Dans cette actualité, la musique doit être en mesure de participer, et d’y
faire entendre sa propre singularité. Nous serons donc convaincus, que dans le
mouvement de cette réflexion musicale rendue nécessaire aujourd’hui, la musique
aura tout à gagner à croiser la sienne avec celle de ses contemporains dont
c’est l’activité essentielle.
Enfin, on se permettra deux mises
en garde pour terminer. Tout d’abord, ce que l’on évitera dans ce cycle de
séminaires : la présentation type note de programme de concert contemporain.
Entendons par là un bric-à-brac de notions empruntées ici ou là, de références
scientifiques décontextualisées, bref ce qui sert avant tout l’imaginaire du
compositeur et relève plus du fantasme théorique, que d’une véritable
réflexion. Non pas pour condamner la pratique, on ne saurait prescrire une
source d’inspiration plus qu’une autre, mais simplement pour s’en démarquer
dans le cadre des séminaires qui nous occupent ici. Si l’on peut souhaiter de
la part du compositeur qui écrit par le mot l’engagement d’une subjectivité,
celle-ci ne saurait être exempte d’une certaine objectivité quant à l’objet de
son emprunt. Enfin, levons d’emblée une confusion qui perdure encore, et qui
mériterait d’être écartée une bonne fois pour toutes. On se gardera de dresser
le faux procès de l’intellectualité face à la sensualité musicale. S’engager
sur le terrain de la réflexion ne saurait nous faire l’économie de l’écoute.
Dans ce rapport de la perception et de l’écriture, qu’elle soit par le mot ou
par la note, il ne saurait y avoir, comme on veut parfois nous le faire croire,
de position excluante. Comme nous avons pu l’évoquer, c’est autour de trois
logiques que se noue l’acte de composer, celle de la note[6],
celle du mot et celle de l’oreille.
––––
[1] On rappellera notamment pour le premier :
–Relevé d’apprentis,
(Éditions du seuil, 1966), –Par volonté et par hasard (Éditions du seuil, 1975), –Penser la
musique aujourd'hui (Denoël,
Gonthier, 1977), –Points de repère, (éditions du Seuil, 1981), –Jalons (pour une décennie) : dix ans
d'enseignement au Collège de France, 1978-1988 (C. Bourgois, 1989), –Le Pays fertile : Paul Klee (Gallimard 1989), –Correspondance : Pierre
Boulez, John Cage (C.
Bourgois, 1991) , –Regards sur autrui ( Bourgois, 2005), –Leçons de musique (Bourgois, 2005).
[2] Cf. la récente édition des textes de G. Grisey : G.

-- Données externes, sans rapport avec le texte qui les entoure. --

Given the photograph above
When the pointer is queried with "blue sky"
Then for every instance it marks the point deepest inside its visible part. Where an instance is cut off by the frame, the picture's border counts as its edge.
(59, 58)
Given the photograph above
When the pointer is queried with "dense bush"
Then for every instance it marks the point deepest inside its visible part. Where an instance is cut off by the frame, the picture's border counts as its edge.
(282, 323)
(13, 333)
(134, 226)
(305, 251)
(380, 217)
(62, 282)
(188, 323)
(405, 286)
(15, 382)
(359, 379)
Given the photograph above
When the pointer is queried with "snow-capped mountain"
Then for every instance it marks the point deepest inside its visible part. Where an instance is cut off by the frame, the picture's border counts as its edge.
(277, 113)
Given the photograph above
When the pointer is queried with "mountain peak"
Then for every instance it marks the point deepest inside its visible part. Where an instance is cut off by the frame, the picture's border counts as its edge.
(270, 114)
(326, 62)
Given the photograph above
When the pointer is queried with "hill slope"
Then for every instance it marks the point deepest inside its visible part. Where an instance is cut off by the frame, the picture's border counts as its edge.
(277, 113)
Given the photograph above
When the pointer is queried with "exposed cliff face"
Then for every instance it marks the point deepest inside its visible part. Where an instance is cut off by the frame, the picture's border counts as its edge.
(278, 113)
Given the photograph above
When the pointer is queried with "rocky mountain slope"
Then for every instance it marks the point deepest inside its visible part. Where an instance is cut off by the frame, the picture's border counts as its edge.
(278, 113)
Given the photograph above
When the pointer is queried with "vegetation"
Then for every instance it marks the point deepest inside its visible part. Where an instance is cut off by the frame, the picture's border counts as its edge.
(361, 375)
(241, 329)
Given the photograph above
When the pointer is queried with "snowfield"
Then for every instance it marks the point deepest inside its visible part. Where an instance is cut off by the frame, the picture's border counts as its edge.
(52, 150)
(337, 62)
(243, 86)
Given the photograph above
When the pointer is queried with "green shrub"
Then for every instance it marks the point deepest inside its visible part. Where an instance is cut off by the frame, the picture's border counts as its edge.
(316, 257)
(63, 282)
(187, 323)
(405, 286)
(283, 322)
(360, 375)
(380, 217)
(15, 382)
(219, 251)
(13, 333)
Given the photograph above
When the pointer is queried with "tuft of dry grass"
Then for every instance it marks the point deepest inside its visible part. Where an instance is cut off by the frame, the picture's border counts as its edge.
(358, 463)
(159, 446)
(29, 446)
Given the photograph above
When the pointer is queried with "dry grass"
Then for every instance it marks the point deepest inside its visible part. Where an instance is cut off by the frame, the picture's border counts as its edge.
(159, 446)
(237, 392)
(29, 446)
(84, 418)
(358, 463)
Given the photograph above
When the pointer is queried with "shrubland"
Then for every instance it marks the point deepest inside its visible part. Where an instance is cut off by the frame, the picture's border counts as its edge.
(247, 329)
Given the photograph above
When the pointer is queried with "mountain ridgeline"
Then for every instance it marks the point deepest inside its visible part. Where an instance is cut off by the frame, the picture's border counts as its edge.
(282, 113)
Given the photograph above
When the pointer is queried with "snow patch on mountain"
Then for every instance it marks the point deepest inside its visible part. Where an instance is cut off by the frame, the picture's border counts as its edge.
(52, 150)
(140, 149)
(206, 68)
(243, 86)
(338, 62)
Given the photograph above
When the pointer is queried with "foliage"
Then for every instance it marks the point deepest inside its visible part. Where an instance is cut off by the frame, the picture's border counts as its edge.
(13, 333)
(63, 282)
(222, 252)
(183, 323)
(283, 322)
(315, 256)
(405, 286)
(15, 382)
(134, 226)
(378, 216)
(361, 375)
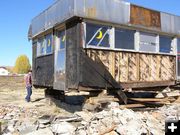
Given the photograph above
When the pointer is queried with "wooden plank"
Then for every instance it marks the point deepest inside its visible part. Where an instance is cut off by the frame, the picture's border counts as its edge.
(149, 99)
(132, 106)
(141, 84)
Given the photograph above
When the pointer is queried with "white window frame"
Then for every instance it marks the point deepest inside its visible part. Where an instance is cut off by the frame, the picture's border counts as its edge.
(100, 47)
(136, 41)
(126, 50)
(52, 42)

Grisey, Ecrits ou L'invention de la musique spectral, Éditions Musica Falsa, Paris 2008.
[3] L’Ircam
[4] Le terme est à entendre dans son acceptation
hégélienne, comme le mouvement total et ultime de la pensée de l’objet,
traversée par les différents moments de la dialectique
(identité-négation-négation de la négation), et qui s’achève dans la réalité de
la figure du concept. (Cf.
Hegel, Science de la logique,
Premier tome-Premier livre, l’Être, version de 1812 ; traduction, présentation, notes par G. Jarczyk
et P-J. Labarrière, Paris, éd. Aubier, 2006.)
[5] Cf. F. Nicolas, Les voies de
l’intellectualité musicale, http://www.entretemps.asso.fr/Nicolas/IM/VI.methodes.htm
[6] Entendons par la référence à la catégorie de la note, toutes les opérations d’écriture disponible dans le solfège.